A 33-year old female with GS presented to nephrology clinic 10 weeks pregnant. She was diagnosed as a teen when routine blood work showed hypokalemia and hypomagnesemia. She previously took KCl 40 mEq four times per day and MgOx 400mg twice a day. She refused sequencing.
Blood Pressure was 105/67 mmHg Heart Rate 84/min with normal exam. Initial labs notable for Na 138 mEq/L, K 2.4 mEq/L, HCO3 23 mEq/L, Ca 9.4 mg/dL, Cr 0.5 mg/dL, BUN 11 mg/dL, Mg 1.3 mg/dL. A 24 hour urine study showed volume of 3 L, potassium of 285 mmol/24h, Magnesium 134 mg/g Cr and Creatinine 1.44 g/ 24h. Increase in supplementation didn’t substantially increase levels. In an attempt to downregulate the renin angiotensin aldosterone system due to hypovolemia, 1g NaCl tablets three times daily was added and Magnesium oxide was changed to Magnesium lactate for better absorption and lower side effects. Repeat 24 hour urine post salt tablets, showed the potassium dropped to 249 mmol/24h, with no change in Mg. Supplements were titrated up and ultimately she was placed on KCL 200 mEq/24h and 2,672 mg MgLac/24h. On this regimen her labs were Na 136 mEq, K 2.9 mEq, HCO3 27 mEq, Mg 1.3 mg/dL stayed throughout the pregnancy, delivering without complications a normokalemic baby. She remained asymptomatic. Her regimen had 21 pills per day, but she never required IV supplementation. She struggled with anxiety and frustration from pill burden and constant monitoring.

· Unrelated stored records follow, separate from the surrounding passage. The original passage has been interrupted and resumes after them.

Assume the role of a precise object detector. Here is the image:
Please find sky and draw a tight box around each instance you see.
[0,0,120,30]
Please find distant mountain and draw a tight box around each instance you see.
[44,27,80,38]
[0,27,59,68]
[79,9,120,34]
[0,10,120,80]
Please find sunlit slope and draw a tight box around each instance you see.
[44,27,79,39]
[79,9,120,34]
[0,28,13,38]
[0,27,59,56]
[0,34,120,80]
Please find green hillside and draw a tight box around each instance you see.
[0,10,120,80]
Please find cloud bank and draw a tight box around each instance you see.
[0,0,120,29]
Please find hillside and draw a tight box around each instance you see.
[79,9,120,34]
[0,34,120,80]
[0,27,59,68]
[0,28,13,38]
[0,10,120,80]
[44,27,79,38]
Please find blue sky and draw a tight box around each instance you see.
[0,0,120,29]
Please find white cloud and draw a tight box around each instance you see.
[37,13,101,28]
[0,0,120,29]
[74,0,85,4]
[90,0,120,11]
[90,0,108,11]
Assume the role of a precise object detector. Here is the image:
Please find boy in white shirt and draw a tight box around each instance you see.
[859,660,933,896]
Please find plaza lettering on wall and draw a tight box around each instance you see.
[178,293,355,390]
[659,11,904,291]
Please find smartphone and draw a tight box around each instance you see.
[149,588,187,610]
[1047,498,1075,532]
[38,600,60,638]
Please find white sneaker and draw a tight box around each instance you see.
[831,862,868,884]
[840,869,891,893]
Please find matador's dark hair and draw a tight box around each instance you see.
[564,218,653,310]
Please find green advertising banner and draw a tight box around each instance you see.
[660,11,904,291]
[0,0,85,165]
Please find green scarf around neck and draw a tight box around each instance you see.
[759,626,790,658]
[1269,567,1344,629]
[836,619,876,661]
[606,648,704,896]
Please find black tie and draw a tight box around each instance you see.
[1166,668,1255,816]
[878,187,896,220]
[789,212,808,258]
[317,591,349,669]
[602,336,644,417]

This case illustrates the difficulties that patients with GS face when they become pregnant. Successful pregnancies are possible with close monitoring. GFR increases in pregnancy, increasing K/Mg wasting. Hypokalemia and hypomagnesemia can be treated with high salt diet, oral potassium and magnesium supplementation to achieve adequate electrolyte levels. It is important to understand various Mg preparations available and their side effect profile to aggressively replete orally. Despite the challenges, patients with GS can successfully carry pregnancies with careful monitoring.